Please treat others the way you wish to be treated. Hate has no place in our community.

ANNA HARRIS

Lebanon

E-bikes are not a speed threat

I have not seen quite so much waffle in the Forum as I’ve seen about electric bikes recently.

I have been an owner of two e-bikes. The first one was dangerous because the battery pack and the motor were placed at the back wheel. When steering from the front wheel, the back wheel often ignored such maneuvers and then threw you to the ground.

The second e-bike was better balanced by having the motor at the center of the foot pedals and the battery pack in front of your seating equilibrium and behind the front wheel. But such an arrangement also has its dangers because it makes the bike heavier than what one is used to. In dismounting, you can easily tip the balance and find yourself on the ground.

On one of these bikes I could, in fact, move along by the motor without having to peddle, but the bike never went faster than when I would peddle it myself. The second bike would not even start the motor if you did not peddle. So you got just as much exercise as on an ordinary bike, except you did not get so much out of breath going uphill. These bikes certainly don’t increase speed.

INGE BROWN

Wilder

Danger of hubris to our democracy

In ancient Athens, where the first experiment in democracy took place, citizens were required and paid to attend plays (often tragedies) each year that served as civic lessons and warnings of threats to their form of government. A reoccurring theme in these plays was the danger of hubris, which brought ruin upon a leader and those around him.

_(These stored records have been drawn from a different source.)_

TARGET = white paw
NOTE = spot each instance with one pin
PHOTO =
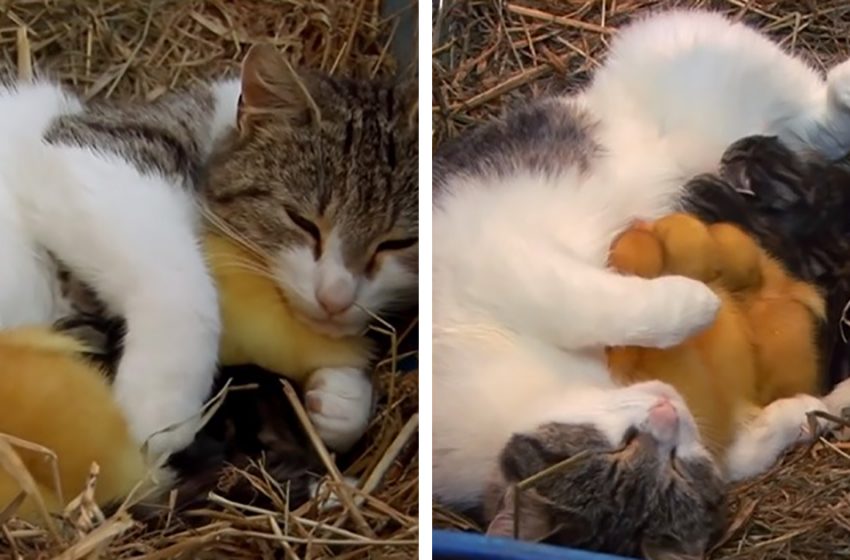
(792, 415)
(339, 402)
(838, 85)
(690, 305)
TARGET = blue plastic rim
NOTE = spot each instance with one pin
(455, 545)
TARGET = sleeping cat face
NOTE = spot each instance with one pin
(647, 486)
(321, 178)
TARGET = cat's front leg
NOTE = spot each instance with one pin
(826, 128)
(773, 430)
(339, 402)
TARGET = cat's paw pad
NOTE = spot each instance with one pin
(838, 84)
(691, 307)
(339, 403)
(150, 426)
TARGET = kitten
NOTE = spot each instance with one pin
(111, 192)
(548, 188)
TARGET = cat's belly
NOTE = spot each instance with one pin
(487, 385)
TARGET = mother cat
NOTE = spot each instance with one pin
(523, 303)
(318, 173)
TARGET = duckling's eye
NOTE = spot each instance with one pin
(396, 244)
(306, 225)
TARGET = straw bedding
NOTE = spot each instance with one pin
(488, 55)
(140, 49)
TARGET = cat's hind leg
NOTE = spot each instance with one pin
(826, 127)
(339, 403)
(769, 433)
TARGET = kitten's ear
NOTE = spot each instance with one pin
(671, 550)
(535, 520)
(271, 85)
(408, 91)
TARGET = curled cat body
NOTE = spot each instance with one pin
(314, 174)
(519, 331)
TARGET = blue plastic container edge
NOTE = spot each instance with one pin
(472, 546)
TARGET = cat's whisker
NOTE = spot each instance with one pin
(222, 227)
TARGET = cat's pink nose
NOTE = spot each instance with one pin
(335, 297)
(663, 420)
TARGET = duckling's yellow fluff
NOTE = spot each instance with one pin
(54, 397)
(259, 327)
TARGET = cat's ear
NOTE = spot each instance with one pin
(530, 521)
(674, 550)
(270, 85)
(408, 91)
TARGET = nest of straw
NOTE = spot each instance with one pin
(489, 55)
(139, 49)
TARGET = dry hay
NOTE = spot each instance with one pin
(486, 58)
(140, 49)
(488, 55)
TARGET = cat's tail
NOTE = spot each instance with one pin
(573, 304)
(57, 418)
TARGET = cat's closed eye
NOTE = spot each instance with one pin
(306, 225)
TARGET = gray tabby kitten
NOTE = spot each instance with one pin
(316, 174)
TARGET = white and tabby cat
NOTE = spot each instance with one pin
(317, 172)
(525, 211)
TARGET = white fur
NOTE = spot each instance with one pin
(134, 238)
(304, 279)
(339, 402)
(522, 303)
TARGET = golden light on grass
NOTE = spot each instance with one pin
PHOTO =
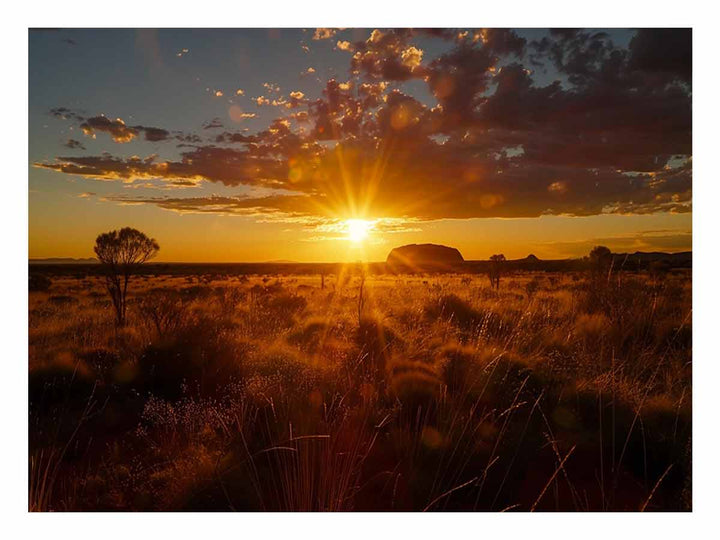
(358, 229)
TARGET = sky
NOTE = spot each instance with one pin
(339, 144)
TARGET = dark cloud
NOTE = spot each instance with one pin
(74, 144)
(215, 123)
(613, 136)
(119, 131)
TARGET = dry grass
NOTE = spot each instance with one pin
(431, 393)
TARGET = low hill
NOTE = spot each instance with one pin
(424, 257)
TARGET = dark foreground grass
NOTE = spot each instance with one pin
(556, 392)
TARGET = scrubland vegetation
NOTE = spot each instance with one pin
(436, 392)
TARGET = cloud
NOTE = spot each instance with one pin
(215, 123)
(613, 136)
(324, 33)
(74, 144)
(666, 241)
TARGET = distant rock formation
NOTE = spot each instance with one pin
(424, 257)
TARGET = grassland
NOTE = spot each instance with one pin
(559, 391)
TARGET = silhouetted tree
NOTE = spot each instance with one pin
(121, 253)
(495, 269)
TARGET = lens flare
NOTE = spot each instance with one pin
(358, 229)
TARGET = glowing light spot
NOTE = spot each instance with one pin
(358, 229)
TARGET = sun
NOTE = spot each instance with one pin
(358, 229)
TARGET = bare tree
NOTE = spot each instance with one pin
(495, 269)
(601, 260)
(121, 253)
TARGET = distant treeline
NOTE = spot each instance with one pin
(625, 262)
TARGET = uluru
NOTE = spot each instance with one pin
(424, 257)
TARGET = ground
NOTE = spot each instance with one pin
(559, 391)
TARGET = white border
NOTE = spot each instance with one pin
(382, 13)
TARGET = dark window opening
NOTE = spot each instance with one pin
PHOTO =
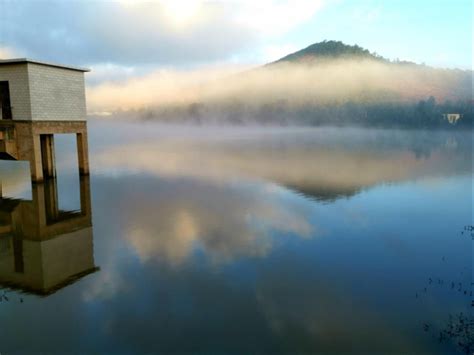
(5, 105)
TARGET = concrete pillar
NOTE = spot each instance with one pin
(85, 193)
(82, 153)
(51, 202)
(47, 155)
(34, 153)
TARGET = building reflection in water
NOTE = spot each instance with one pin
(42, 248)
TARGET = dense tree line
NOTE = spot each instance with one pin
(422, 114)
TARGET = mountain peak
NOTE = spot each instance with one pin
(329, 50)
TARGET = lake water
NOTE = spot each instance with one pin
(243, 240)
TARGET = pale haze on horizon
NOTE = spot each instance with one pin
(129, 42)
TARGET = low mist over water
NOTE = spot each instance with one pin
(299, 236)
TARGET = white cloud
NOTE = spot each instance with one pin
(139, 33)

The website artandpopularculture.com defines hubris as “a personality quality of extreme or foolish pride or dangerous overconfidence. ... Hubris is usually perceived as a characteristic of an individual rather than a group, although the group the offender belongs to may unintentionally suffer consequences from the wrongful act. Hubris often indicates a loss of contact with reality and an overestimation of one’s own competence, accomplishments or capabilities.”

The founders of our republic carefully studied the example of Greece and Rome. They knew all too well both how history repeats itself and the fragility of democracies. Sadly, President Donald Trump and his handling of COVID-19, which has resulted in his contracting the virus, the disease spreading to his inner circle and the death of well over 200,000 of his countrymen, would have been well understood by the ancient Greeks. They would attribute it once again to a leader suffering badly from hubris.

JOHN FREITAG

South Strafford

First, provide no information

Apparently President Donald Trump’s medical team at Walter Reed National Military Medical Center was required by Trump to profess to his “Hypocritic Oath” before addressing the public regarding his condition.